Théâtre - Le réconfort des oursons en peluche
Gabie
De Caroline Gendron. Mise en scène : Marie-Ève Gagnon. À l’Espace libre jusqu’au 30 mars.
La comédienne est connue des préadolescents pour ses rôles dans des émissions de Vrak.tv. Elle ne s’éloigne pas ici de ce registre : il faut dire que le personnage l’impose et qu’elle y imprime une véritable authenticité. Son jeu évolue entre la naïveté de l’enfance et la curiosité pour le monde adulte, dans une certaine maladresse et par l’entremise d’un rapport de proximité avec les objets. Les peluches la réconfortent et deviennent parfois des marionnettes avec lesquelles elle peut aborder des sujets délicats. Le téléphone, et surtout le répondeur, symbolise le monde extérieur et toutes les angoisses qui viennent avec lui. Pas de grandes idées dans cette mise en scène, mais rien ne coince : l’univers est cohérent.
Si le texte est un brin répétitif et souvent convenu, son principal mérite est d’aborder de manière frontale et intelligente la naissance du désir sexuel chez cette drôle de femme-enfant.
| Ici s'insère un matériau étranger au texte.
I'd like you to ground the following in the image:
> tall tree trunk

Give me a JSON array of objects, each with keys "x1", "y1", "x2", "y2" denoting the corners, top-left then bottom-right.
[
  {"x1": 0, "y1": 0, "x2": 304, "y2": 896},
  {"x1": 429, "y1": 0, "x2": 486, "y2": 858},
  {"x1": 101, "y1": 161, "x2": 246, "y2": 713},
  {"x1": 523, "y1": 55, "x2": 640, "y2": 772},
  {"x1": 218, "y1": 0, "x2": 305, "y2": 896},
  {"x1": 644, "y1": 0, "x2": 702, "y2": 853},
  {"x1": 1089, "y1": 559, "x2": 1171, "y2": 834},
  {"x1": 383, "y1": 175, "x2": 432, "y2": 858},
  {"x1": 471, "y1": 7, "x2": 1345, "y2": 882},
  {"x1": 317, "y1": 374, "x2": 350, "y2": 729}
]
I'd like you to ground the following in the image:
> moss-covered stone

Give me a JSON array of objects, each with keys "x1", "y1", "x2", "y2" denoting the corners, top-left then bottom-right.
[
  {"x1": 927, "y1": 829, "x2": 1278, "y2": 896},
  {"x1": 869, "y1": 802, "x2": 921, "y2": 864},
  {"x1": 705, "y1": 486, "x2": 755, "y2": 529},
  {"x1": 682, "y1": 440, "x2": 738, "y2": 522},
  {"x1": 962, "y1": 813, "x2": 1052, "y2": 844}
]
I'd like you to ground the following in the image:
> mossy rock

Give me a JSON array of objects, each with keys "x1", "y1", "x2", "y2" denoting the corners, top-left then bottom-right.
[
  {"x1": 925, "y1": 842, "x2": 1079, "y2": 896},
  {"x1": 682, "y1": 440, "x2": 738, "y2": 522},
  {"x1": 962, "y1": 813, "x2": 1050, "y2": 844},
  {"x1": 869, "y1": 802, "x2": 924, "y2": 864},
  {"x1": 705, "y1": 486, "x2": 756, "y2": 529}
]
Elle a 28 ans, ses angoisses sexuelles sont celles d’une préadolescente, mais peut-être ne sont-elles pas si éloignées des névroses vécues par la plupart des adultes dans un monde où le sexe fait l’objet d’une attention constante et se soumet à toutes les pressions sociales.
Hors de ces considérations, cette pièce est extrêmement compassionnelle et cherche plutôt mollement à attendrir son spectateur. On a déjà vu moteur dramatique plus puissant.